Last week I was poking around some with the Elo rating system, attempting to make it work for multiplayer, ranked games, where rank means a player has, at the end of the game, a numerical rank, such as first, second, third, etc. Here's what I came up with. Note, it diverges from Elo in several points.

Let \(E_x\) be the Expected score of player \(x\), \(N\) be the number of participants, \(T_x\) be the numerical rank of player \(x\), \(S_x\) be the actual score of player \(x\), \(R_x\) be the rating of player \(x\), where \(100\) is a decent average, \(R'_x\) be the new rating of player \(x\), \(\sigma\) be the average rating of all the players of a given game, \(K_x\) be the \(K\)-value for player \(x\), and \(P_x\) be the number of rated games that player \(x\) has played.

First, we find the expected score for each player:

$$Q_x = (\sigma - R_x) / 20$$ $$E_x = \frac{1}{1 + 10**{Q_x}}$$

(Where \(**\) is exponentiation.

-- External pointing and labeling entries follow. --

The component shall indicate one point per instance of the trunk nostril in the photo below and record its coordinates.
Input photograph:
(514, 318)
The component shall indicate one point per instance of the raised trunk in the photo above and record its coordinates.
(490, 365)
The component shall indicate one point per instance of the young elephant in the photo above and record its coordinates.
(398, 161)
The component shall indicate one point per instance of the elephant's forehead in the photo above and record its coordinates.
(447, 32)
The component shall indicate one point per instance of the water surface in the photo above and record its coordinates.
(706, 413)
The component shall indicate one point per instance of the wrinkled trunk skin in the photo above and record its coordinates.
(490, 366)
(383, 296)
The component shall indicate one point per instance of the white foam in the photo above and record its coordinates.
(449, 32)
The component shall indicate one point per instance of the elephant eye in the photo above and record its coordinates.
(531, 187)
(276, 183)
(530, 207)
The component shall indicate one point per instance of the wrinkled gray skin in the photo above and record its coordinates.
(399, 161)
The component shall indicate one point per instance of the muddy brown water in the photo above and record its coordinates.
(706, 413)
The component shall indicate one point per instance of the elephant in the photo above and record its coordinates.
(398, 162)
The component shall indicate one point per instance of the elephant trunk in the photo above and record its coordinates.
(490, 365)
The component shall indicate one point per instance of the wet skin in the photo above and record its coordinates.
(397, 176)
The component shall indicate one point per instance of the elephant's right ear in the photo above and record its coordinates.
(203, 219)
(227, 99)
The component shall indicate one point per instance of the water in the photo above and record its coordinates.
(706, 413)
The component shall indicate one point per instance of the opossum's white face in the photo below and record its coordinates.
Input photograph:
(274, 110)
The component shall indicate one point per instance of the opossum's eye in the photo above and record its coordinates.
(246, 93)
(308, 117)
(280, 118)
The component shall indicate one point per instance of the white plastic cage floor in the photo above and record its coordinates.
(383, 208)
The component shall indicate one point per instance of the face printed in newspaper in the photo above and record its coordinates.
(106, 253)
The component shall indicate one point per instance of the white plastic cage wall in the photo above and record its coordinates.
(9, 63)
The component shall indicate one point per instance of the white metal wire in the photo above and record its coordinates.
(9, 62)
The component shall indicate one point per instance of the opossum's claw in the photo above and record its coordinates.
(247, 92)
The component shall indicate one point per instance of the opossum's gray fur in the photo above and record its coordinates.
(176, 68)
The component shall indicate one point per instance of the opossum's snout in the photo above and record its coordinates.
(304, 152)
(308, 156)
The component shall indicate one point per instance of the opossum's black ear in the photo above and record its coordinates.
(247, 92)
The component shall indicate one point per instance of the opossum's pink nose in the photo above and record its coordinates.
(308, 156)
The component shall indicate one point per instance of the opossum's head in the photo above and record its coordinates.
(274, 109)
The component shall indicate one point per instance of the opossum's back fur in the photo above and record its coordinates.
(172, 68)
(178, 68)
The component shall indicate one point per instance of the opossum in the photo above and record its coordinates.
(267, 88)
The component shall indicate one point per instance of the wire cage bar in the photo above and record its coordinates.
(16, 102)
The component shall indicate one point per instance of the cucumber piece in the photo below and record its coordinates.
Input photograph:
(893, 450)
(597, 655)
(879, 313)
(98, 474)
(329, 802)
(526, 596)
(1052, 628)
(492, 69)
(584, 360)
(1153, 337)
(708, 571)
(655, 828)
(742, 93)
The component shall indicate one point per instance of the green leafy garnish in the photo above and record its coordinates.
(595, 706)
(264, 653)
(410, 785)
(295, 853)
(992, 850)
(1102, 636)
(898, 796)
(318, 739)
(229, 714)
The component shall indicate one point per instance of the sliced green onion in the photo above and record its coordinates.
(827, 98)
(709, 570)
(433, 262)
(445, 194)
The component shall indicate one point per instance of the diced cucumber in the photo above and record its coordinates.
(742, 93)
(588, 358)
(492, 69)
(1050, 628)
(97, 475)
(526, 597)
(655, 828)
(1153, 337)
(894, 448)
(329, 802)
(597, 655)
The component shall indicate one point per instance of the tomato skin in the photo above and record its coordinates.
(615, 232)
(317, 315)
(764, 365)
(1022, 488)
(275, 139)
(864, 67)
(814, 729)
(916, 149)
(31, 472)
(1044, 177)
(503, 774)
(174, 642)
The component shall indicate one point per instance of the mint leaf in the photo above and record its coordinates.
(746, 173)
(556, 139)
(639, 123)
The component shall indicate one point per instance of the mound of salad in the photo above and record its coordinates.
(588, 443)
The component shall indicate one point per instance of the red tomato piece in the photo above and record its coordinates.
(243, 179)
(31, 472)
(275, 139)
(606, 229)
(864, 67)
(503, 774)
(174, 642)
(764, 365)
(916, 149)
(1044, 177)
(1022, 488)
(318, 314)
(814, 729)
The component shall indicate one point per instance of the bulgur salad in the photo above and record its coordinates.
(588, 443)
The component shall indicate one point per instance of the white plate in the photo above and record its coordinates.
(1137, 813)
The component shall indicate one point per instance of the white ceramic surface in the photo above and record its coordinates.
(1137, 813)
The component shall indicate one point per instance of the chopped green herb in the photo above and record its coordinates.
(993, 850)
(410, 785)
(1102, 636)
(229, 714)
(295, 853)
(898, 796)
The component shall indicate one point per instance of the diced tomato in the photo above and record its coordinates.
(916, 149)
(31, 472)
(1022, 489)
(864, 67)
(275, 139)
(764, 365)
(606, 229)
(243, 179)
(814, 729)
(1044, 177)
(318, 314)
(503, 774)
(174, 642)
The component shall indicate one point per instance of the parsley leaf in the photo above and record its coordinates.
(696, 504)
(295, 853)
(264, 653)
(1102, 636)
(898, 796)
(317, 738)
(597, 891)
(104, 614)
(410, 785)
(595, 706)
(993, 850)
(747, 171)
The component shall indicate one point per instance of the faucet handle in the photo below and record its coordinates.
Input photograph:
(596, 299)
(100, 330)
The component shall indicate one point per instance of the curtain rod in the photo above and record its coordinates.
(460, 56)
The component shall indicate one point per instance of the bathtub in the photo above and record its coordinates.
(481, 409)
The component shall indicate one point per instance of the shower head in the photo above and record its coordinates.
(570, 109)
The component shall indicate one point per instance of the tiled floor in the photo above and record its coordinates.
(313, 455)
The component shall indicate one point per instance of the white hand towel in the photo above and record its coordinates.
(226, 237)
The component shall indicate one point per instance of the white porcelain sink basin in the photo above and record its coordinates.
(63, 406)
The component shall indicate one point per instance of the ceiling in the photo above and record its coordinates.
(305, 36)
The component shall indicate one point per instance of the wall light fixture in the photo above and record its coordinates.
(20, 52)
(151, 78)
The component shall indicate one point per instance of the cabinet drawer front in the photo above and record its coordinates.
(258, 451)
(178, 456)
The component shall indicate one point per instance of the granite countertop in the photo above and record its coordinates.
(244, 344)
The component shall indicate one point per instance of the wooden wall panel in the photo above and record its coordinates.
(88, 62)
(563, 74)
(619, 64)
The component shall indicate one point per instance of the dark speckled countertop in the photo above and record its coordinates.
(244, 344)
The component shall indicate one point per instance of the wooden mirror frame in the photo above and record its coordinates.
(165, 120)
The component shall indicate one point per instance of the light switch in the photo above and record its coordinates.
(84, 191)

Superscripts are not possible here due to a conflict between markdown and mathjax...)

Then we determine the actual score for each player:

$$S_x = \frac{N - T_x}{N - 1}$$

Next we determine the \(K\) value for the player:

$$K_x = \frac{50}{P_x}$$

Finally, we use this to determine the new rating of the player:

$$R'_x = R_x + K_x (S_x - E_x)$$

Now, what to do in case of ties? Simple -- all tied partcipants are dropped down to a single rank. So, in a 10-player game (i.e., \(N = 10\)), if 4 people tied for third place, they all have a \(T_x\) of \(6\).

This system is automatically scaled so new players have more volatile ratings than established players, so that their scores level out and reflect their true skill eventually. However, once a player is past 50 games, it is difficult if not impossible to significantly change their rating, so perhaps this needs to be reworked.

It's not perfect, but it was fun to come up with :)

Thanks for reading.